The process of decomposition continues until a sub-question is reached that can be answered using a particular technique or framework, and the data needed is specific enough to be identified. A Question Tree is thus constructed, and the final set of questions indicates the analyses and data needed. As much as possible, the questions on the tree are also framed such that they have “yes” or “no” as potential answers.

They, too, are hypotheses to be settled with data, analysis, and evidence. They can also be used to test assumptions and beliefs, evaluate expectations, explore puzzles and oddities, and generate solution options.

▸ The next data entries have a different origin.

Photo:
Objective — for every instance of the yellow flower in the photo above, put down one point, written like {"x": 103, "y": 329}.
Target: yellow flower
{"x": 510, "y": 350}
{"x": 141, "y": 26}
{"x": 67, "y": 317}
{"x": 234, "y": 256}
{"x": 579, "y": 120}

In decomposing a question, ask whether the sub-questions are mutually exclusive and collectively exhaustive. This can help generate the sub-question not asked, and thus, reduce errors of omission. Building a Question Tree is an iterative and nonlinear process. If later information so dictates, previously done work on the tree should be adjusted.

Judgment plays a role in building a Question Tree, so it is unlikely that two people working independently on a complex starting question will create identical trees, but these are bound to overlap. Expertise matters and the strength of teams should be leveraged.

Success and Cause Trees

These are variations of the fault tree analysis: a Success Tree where the top event is desired and a Cause Tree used to investigate a past event as part of root cause analysis.